Reddit and Mr. Cohen will have to work quickly. Thanks to their years of corporate debt, GameStop now boasts a debt ratio of 3.5x. The retailer is spending more than $ 300 million on interest, maintenance and rental charges, which will burn off its $ 446 million stash faster than most people imagine.

Mr. Cohen probably saw the writing on the wall. Without drastic changes, GameStop’s chances will melt faster than the ice cream cone Mr. Cohen mysteriously posted on Twitter this week.

This is what makes CFO Jim Bell’s resignation on Wednesday so remarkable. Clearing the gatekeeper ranks is a vital first step towards a turnaround, and Mr. Cohen appears to have pulled the board out of its collapse. But there is still a lot to do. And Mr. Cohen needs your help, Reddit.

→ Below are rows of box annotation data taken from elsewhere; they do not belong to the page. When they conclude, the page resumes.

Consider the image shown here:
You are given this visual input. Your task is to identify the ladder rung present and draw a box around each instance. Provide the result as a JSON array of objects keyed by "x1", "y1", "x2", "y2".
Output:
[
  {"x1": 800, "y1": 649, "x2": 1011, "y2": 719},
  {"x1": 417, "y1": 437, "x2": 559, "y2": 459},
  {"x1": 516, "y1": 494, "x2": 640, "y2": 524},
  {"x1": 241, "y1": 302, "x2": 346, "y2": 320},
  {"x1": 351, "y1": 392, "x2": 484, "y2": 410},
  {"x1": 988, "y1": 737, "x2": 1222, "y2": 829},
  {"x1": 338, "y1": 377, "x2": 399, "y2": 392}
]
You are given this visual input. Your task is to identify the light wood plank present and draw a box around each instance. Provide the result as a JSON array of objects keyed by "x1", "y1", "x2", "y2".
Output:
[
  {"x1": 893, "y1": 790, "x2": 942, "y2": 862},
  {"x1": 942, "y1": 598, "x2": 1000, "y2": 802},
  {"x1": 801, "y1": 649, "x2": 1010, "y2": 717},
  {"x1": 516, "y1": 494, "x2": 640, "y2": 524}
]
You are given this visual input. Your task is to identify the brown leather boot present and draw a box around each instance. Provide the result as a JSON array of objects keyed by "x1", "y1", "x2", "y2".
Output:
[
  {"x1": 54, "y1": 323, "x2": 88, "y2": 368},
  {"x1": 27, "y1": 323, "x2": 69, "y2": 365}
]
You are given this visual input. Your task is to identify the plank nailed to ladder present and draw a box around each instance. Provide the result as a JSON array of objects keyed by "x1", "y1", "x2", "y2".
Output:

In order for GameStop to reach $ 500, the company would need a market cap of $ 35 billion, more than the combined value of Twitch and Steam.

A side bid at $ 150 per share would be a start. A dilution of around 10% would raise $ 1 billion, something AMC Entertainment (NYSE:AMC) did when it went public in January.

But money alone will not solve GameStop’s decline. The company is in desperate need of a new vision in its executive ranks. Rehiring an COO would be a good first step – the company hasn’t bothered about it since 2019. Mapping out a long-term strategy (and finding the right person for the job) would be even better.

In short, GameStop needs a change in strategy that should make it Netflix (NASDAQ:NFLX) Co-founder Reed Hastings nods.

Mr. Cohen has already worked his magic on Chewy.com. And maybe he’s even the right fit for the high-level job at GameStop. But before he can embark on this path, the 35-year-old founder will need all the help he can get. And with a megaphone powered by Reddit, retail investors finally have the chance to make it happen.

Good luck, Redditors. I’ll see you guys on the moon.

As of the publication date, Tom Yeung does not hold (neither directly nor indirectly) any position in the securities mentioned in this article.

Tom Yeung, CFA, is a registered investment advisor whose mission is to bring simplicity to the world of investing.